Aparte de eso todo estaba callado en
la casa. De día eran los rumores domésticos, el roce metálico de las agujas
de tejer, un crujido al pasar las hojas del álbum filatélico. La puerta de
roble, creo haberlo dicho, era maciza. En la cocina y el baño, que quedaban
tocando la parte tomada, nos poníamos a hablar en vos más alta o Irene
cantaba canciones de cuna. En una cocina hay demasiados ruidos de loza y
vidrios para que otros sonidos irrumpan en ella. Muy pocas veces
permitíamos allí el silencio, pero cuando tornábamos a los dormitorios y al
living, entonces la casa se ponía callada y a media luz, hasta pisábamos
despacio para no molestarnos. Yo creo que era por eso que de noche, cuando
Irene empezaba a soñar en alta voz, me desvelaba en seguida.)
Es casi repetir lo mismo salvo las
consecuencias. De noche siento sed, y antes de acostarnos le dije a Irene
que iba hasta la cocina a servirme un vaso de agua. Desde la puerta del
dormitorio (ella tejía) oí ruido en la cocina; tal vez en la cocina o tal
vez en el baño porque el codo del pasillo apagaba el sonido. A Irene le
llamó la atención mi brusca manera de detenerme, y vino a mi lado sin decir
palabra. Nos quedamos escuchando los ruidos, notando claramente que eran de
este lado de la puerta de roble, en la cocina y el baño, o en el pasillo
mismo donde empezaba el codo casi al lado nuestro.
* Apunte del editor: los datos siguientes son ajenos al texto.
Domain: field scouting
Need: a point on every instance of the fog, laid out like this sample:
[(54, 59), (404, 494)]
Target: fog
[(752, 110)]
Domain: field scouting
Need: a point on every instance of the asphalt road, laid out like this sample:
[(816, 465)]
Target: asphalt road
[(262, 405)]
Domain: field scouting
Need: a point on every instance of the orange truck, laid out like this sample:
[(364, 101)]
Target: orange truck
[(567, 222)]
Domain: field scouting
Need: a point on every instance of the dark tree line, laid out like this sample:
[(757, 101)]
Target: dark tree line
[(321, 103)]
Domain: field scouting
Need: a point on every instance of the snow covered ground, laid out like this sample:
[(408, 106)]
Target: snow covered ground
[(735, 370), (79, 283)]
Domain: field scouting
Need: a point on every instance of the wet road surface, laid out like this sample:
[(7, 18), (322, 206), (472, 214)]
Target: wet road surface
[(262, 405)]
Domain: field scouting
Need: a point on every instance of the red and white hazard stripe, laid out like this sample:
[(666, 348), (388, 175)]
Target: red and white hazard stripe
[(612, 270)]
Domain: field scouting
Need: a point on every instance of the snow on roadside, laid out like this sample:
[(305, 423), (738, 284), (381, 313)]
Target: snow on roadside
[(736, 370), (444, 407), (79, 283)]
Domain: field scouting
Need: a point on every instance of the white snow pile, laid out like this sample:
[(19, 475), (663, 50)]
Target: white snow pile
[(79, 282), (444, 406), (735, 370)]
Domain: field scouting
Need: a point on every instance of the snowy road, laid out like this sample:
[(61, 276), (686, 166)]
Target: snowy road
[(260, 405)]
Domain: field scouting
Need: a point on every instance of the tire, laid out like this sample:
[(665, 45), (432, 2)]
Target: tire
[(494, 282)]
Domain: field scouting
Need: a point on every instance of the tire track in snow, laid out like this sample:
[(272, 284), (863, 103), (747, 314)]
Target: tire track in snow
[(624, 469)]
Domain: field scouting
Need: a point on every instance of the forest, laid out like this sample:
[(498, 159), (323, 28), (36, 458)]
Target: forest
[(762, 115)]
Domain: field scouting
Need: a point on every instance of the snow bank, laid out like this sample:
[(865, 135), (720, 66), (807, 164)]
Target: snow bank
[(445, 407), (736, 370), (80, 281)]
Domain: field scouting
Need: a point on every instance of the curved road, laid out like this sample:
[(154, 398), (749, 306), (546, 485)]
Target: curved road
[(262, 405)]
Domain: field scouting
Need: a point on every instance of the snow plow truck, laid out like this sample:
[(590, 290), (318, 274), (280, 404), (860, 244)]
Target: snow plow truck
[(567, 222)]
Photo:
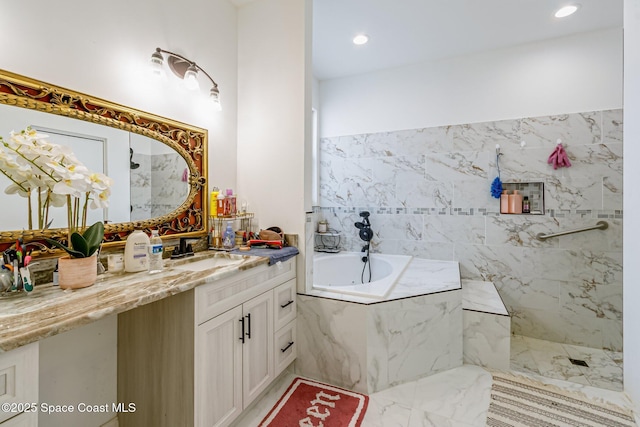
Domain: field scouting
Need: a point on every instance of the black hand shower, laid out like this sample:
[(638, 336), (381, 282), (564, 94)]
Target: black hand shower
[(366, 234), (365, 227)]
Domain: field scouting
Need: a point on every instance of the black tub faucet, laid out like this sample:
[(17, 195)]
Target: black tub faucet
[(366, 233)]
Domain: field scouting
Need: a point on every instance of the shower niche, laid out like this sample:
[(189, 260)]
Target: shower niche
[(533, 192)]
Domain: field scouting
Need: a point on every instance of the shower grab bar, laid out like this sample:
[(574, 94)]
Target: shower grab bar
[(601, 225)]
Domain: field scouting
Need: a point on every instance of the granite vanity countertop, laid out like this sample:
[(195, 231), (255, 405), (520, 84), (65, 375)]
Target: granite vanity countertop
[(49, 310)]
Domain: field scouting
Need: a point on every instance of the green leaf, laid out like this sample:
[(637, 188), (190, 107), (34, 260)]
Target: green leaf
[(79, 243), (73, 253), (93, 236)]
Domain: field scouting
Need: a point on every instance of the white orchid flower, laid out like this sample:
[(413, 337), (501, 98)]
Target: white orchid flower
[(32, 162)]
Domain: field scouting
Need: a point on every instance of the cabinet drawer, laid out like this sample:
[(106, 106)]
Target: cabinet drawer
[(286, 348), (217, 297), (19, 377), (284, 307)]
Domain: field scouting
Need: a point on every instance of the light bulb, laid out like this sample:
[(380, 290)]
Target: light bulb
[(157, 64), (565, 11), (214, 95), (191, 78), (360, 39)]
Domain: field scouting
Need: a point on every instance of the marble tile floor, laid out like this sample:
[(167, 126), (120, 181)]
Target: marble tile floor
[(460, 397), (551, 360)]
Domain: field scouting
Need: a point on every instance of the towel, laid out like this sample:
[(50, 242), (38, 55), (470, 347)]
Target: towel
[(274, 255)]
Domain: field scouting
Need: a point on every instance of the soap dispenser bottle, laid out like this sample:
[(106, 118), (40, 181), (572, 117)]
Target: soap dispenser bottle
[(228, 239)]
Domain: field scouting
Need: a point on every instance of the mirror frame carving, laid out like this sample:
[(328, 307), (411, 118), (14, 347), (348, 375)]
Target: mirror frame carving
[(188, 220)]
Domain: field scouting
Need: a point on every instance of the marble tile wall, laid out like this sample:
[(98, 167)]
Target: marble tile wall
[(168, 190), (156, 185), (428, 194), (141, 188)]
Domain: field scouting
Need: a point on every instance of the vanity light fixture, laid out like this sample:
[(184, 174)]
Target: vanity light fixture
[(565, 11), (360, 39), (184, 69)]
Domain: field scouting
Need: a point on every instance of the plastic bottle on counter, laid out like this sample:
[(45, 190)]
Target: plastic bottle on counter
[(220, 204), (228, 239), (155, 253), (504, 202), (213, 201), (136, 255)]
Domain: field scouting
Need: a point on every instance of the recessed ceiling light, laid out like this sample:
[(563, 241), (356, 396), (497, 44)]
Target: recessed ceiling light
[(360, 39), (566, 11)]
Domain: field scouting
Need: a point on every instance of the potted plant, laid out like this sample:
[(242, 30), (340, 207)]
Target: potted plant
[(58, 178), (79, 268)]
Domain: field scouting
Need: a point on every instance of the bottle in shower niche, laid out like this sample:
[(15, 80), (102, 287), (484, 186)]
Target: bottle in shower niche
[(136, 255), (504, 202), (155, 253), (228, 239), (515, 202)]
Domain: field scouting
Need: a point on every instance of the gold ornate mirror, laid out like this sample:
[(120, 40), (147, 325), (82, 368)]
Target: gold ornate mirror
[(185, 151)]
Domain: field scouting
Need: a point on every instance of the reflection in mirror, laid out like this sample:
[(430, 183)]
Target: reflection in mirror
[(110, 138), (159, 179), (158, 187)]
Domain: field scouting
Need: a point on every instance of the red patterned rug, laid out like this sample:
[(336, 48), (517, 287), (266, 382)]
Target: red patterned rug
[(309, 403)]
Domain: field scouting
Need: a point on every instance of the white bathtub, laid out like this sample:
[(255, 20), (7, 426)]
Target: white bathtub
[(341, 273)]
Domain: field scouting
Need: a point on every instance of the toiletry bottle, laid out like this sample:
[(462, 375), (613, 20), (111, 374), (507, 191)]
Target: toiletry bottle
[(504, 202), (136, 256), (55, 276), (155, 253), (228, 240), (515, 203), (220, 204), (213, 202)]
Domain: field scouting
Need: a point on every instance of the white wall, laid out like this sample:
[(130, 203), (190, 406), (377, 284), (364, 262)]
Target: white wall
[(79, 366), (631, 197), (274, 101), (570, 74), (103, 49)]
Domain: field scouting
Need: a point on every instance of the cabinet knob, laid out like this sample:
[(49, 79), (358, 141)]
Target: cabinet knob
[(287, 304), (287, 347)]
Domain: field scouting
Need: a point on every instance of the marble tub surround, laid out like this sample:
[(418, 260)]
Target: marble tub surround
[(420, 277), (368, 345), (486, 326), (48, 310), (428, 194)]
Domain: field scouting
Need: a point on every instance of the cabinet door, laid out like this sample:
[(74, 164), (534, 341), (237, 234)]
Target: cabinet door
[(218, 374), (19, 377), (258, 346), (284, 306)]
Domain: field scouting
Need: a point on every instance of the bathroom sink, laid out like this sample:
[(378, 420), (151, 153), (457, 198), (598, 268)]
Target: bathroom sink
[(201, 264)]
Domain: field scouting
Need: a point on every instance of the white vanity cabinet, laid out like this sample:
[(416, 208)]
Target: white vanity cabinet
[(234, 360), (19, 386), (201, 357)]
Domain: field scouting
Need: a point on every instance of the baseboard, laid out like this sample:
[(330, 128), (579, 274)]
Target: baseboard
[(113, 422)]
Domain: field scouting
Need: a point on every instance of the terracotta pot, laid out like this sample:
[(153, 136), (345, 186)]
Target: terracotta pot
[(76, 273)]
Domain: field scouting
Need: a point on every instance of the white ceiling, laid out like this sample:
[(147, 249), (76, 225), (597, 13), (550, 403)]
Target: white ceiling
[(411, 31)]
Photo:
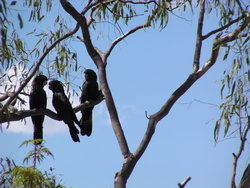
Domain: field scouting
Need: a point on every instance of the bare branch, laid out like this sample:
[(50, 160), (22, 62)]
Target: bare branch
[(198, 45), (130, 163), (183, 184), (97, 59), (223, 27), (106, 55), (16, 116), (37, 65)]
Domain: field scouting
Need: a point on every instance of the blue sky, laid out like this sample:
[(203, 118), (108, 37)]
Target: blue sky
[(142, 72)]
No nos miramos siquiera. Apreté el
brazo de Irene y la hice correr conmigo hasta la puerta cancel, sin
volvernos hacia atrás. Los ruidos se oían más fuerte pero siempre sordos, a
espaldas nuestras. Cerré de un golpe la cancel y nos quedamos en el zaguán.
Ahora no se oía nada.
-Han tomado esta parte -dijo Irene.
El tejido le colgaba de las manos y las hebras iban hasta la cancel y se
perdían debajo. Cuando vio que los ovillos habían quedado del otro lado,
soltó el tejido sin mirarlo.
-¿Tuviste tiempo de traer alguna
cosa? -le pregunté inútilmente.
-No, nada.
Estábamos con lo puesto. Me acordé de
los quince mil pesos en el armario de mi dormitorio. Ya era tarde ahora.
Como me quedaba el reloj pulsera, vi
que eran las once de la noche. Rodeé con mi brazo la cintura de Irene (yo
creo que ella estaba llorando) y salimos así a la calle. Antes de alejarnos
tuve lástima, cerré bien la puerta de entrada y tiré la llave a la
alcantarilla. No fuese que a algún pobre diablo se le ocurriera robar y se
metiera en la casa, a esa hora y con la casa tomada.